The 'Venezuela Econ' app: Harnessing data to understand a spectacular economic meltdown
Photo: Girish Gupta



The 'Venezuela Econ' app: Harnessing data to understand a spectacular economic meltdown

Girish Gupta
Data Driven Journalism (European Journalism Centre) | Nov. 6, 2017 | Caracas, Venezuela


Millions in Venezuela suffer food and medicine shortages and the absurd ramifications of living in the world’s most distorted economy. I have watched people fighting for hours at supermarkets over a bag of pasta, screaming, “We want food.” I’ve crossed the Colombian border with engineers as they smuggle petrol or toothpaste to make far more money than they’d earn in their profession. I’ve watched people grow thin in my six years based in Venezuela as a foreign correspondent.

The country’s once-lauded bolivar currency has collapsed by well over 99 percent against the dollar since President Nicolas Maduro came to power in April 2013. That means what $1,000 worth of local currency bought then would now be worth just over 50 cents. To put this in context, most Venezuelans earn the equivalent of around $5 a month.

The fundamental problem is the currency controls brought in a decade and a half ago in order to curb capital flight. The government pegged the bolivar to the U.S. dollar at a rate that became less and less realistic over time, spurring a black market in which Venezuelans now need almost 45,000 bolivars to buy $1 - though the government insists still that at its strongest rate, just 10 bolivars can buy a greenback.

Three years ago, I decided to cut through some of the opacity behind Venezuela’s mind-boggling crisis—and also plug inefficiencies in the way news outlets and financial analysts obtain, parse, and publish data.

Scraping

Initially, I just wanted to graph the various exchange rates over time, to show the ludicrous collapse and the incredible spreads between them - the root of distortions, shortages, and corruption.  That data is held in various spreadsheets on the websites of the central bank and the leading black market indicator, DolarToday.

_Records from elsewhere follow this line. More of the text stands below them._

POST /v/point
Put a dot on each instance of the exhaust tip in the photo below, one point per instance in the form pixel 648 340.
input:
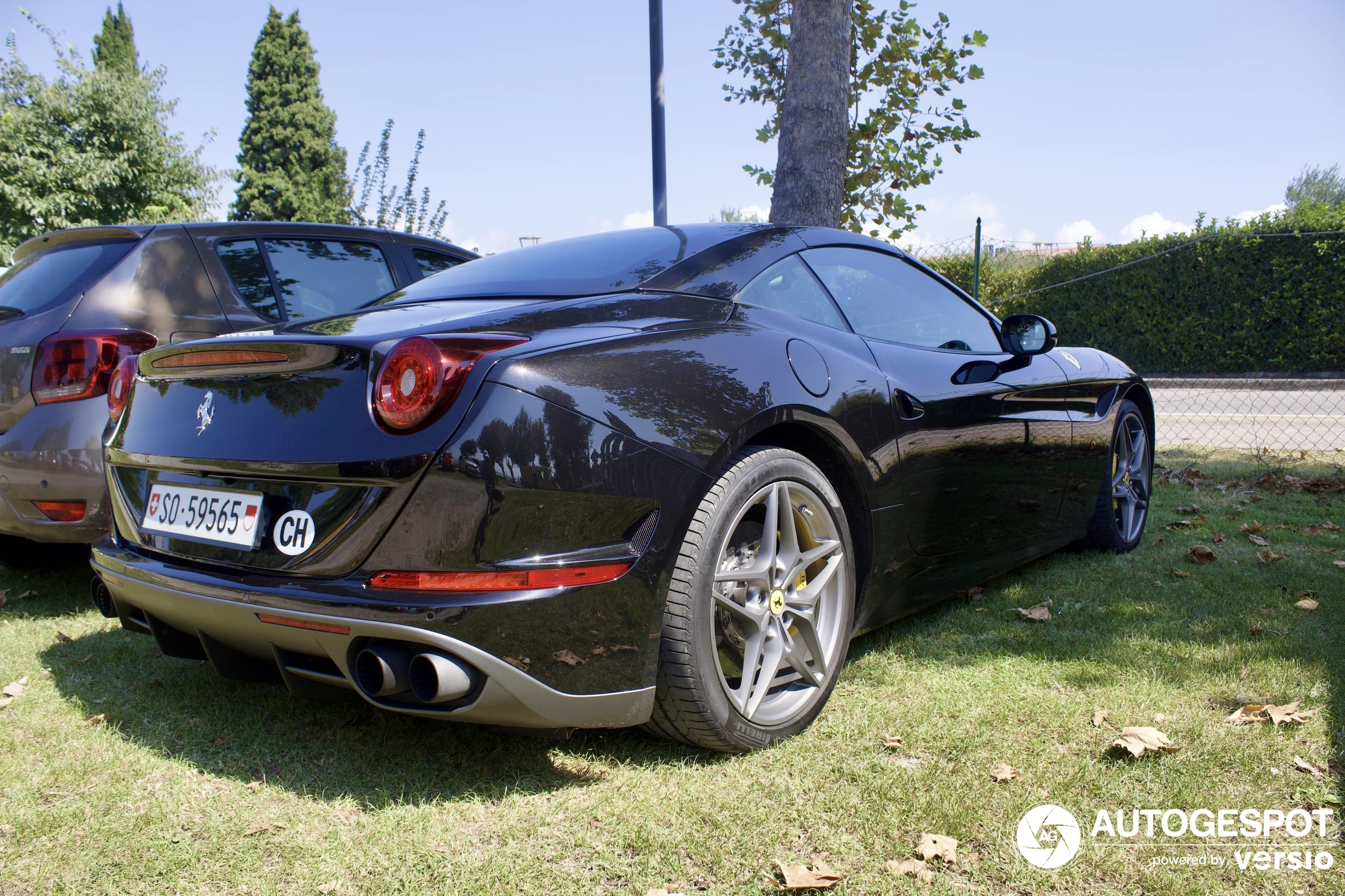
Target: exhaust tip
pixel 103 598
pixel 381 669
pixel 437 677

It is anything but clean, so I wrote code in PHP with a mySQL database—a popular combination for web development I learned as a teenager —in order to clean it up, put it into my own databases, and display it on the web.

I created a website to post the graphs in early 2015, and kept my server scraping for a few months, while I worked on more traditional journalism.


Photo: Girish Gupta



Over months, the number of visits to my web site ticked up to a few hundred per day, without any promotion beyond a few tweets. I was surprised to receive emails every few days thanking me for the work and offering suggestions. Unlike in more stable economies, Venezuelans are glued to their exchange rates, reserves, and money supply, which can fluctuate more in a day than other countries’ do in a decade.


Photo: Girish Gupta



Creating the 'Venezuela Econ' App

Encouraged by the positive responses, in January 2016 I decided to create an app to complement the web site. I partly just wanted an excuse to learn Swift, the Apple-developed language for use in lieu of Objective-C.

Building up the iOS app alone was somewhat isolating as Venezuela does not have a large tech community. Thankfully, Google, Stackoverflow and websites like Codementor, which pairs you up with a more experienced developer, helped overcome that void. I had very helpful one-on-one sessions with developers from San Francisco to Belgrade.


Photo: Girish Gupta



I launched the iOS app in May 2016 and was amazed by the response. I was expecting a couple of dozen downloads from friends, but nearly 200 people got it on the first day. I put out a more substantial second version a few months later, making major backend code improvements and adding more indicators.

Given Venezuelans have become so poor, Apple devices are rare and many asked for an Android version. I did not want to port the app— that is, use a machine to “translate” it from one language to another, which is somewhat analogous to using Google Translate—but I was reluctant to invest time in learning Java.

Yet I did and it paid off. I had the Android app up and running by late 2016, and users did indeed rocket.


Photo: Girish Gupta



Expanding

Now, Venezuela Econ has some 13,000 users across the web, iOS, Android, and Twitter. They receive live updates on more than 20 indicators, some of those invaluable to traders and others shocking for Venezuelans who struggle earning in the local currency. Users also have access to a calculator to make sense of Venezuela’s various exchange rates, and graphics that bring home the gross disparities between them.

Having the data in a clean format and in one place opens the door to many other uses. Stories are being written automatically and the data can be plugged into more sophisticated algorithms.

I’m now turning the project into a full-fledged startup. My business model is essentially to charge small amounts for frontend access across all platforms, and larger amounts to institutions wanting to use the raw data (API) for their own apps and websites or algorithmic trading. This ensures that the project is sustainable in the long-run. I have also been meeting with potential investors and customers, with an eye towards expanding to other economies and sectors.


Girish Gupta is an investigative and multimedia journalist based in Venezuela as a Reuters correspondent. He has worked across Latin America, the Middle East, and the United States in text, photos, television, and radio for some 40 news outlets including the New Yorker and New York Times. He is currently on his way to Afghanistan.